An die Politik selbst richtet Bailer im Zusammenhang mit der COP27 einen Wunsch. „Leider sind wir noch weit entfernt von einer grünen Ordnungspolitik, bei der Investoren ihren Gewinn und gleichzeitig auch ihren Einsatz für Nachhaltigkeit maximieren können. Vor diesem Hintergrund wäre meine Erwartung, zumindest die politischen Rahmenbedingungen zu verbessern und damit das Risiko von Investitionen in den globalen Süden zu verringern“, sagt Bailer.

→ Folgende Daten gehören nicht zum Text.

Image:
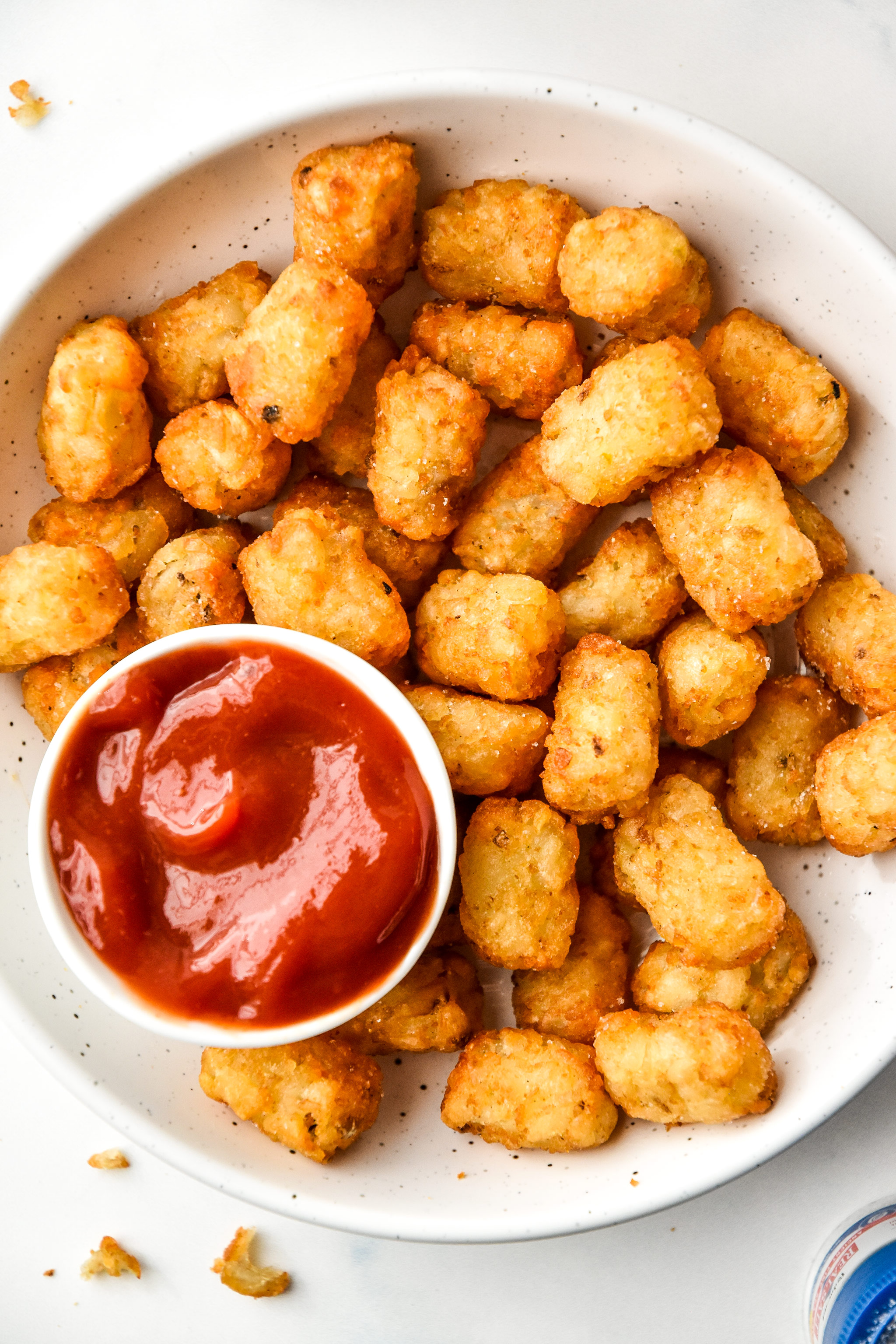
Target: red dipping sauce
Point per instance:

Zum Hintergrund: Seit dem Erdgipfel 1992 in Rio de Janeiro findet die COP (Conference of the Parties), die Klimakonferenz der Vereinten Nationen (UN), jährlich statt. Sie soll effektiven Klimaschutz durch eine Zusammenarbeit von Politik und Wirtschaft gewährleisten. Daher kommen auf der UN-Klimakonferenz Regierungen und Unternehmen zusammen, um die globalen Maßnahmen zur Bewältigung der Klimakrise zu beschleunigen. Vom 6. bis zum 18. November treffen sich die COP-Teilnehmer zum 27. Mal, in diesem Jahr in der ägyptischen Küstenstadt Sharm El-Sheikh. 

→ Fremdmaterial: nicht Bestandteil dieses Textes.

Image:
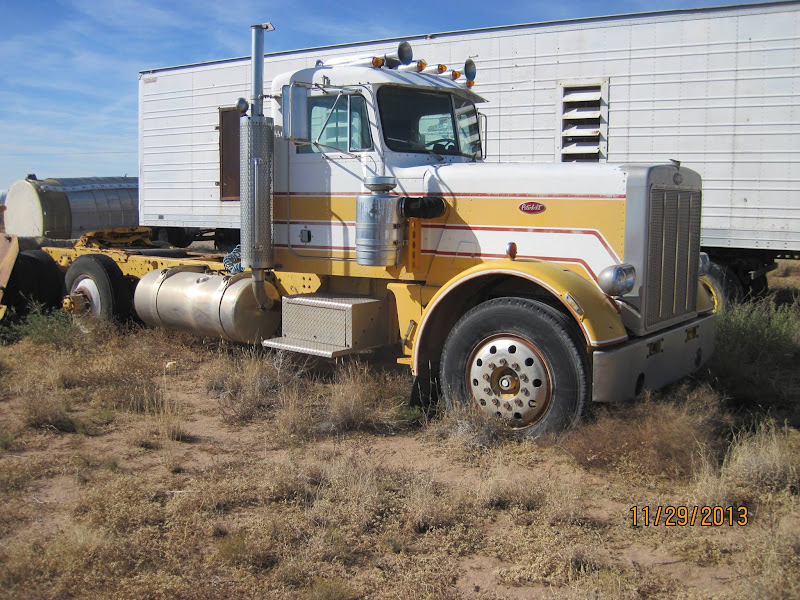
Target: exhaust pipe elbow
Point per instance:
(266, 295)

Grüne Ordnungspolitik versus ESG

Aus ökonomischer und ökologischer Sicht wäre grüne Ordnungspolitik der beste Weg, um das angestrebte 2-Grad-Ziel, also die Eindämmung der Erderwärmung auf maximal zwei Grad Celsius im Vergleich zur vorindustriellen Zeit, zu erreichen. Davon ist Bernd Scherer, Investmentchef (Chief Investment Officer) der LBBW AM, überzeugt. Bis eine grüne Ordnungspolitik erreicht ist, beginnt Nachhaltigkeit allerdings erst dort, wo rationales Investieren aufhört.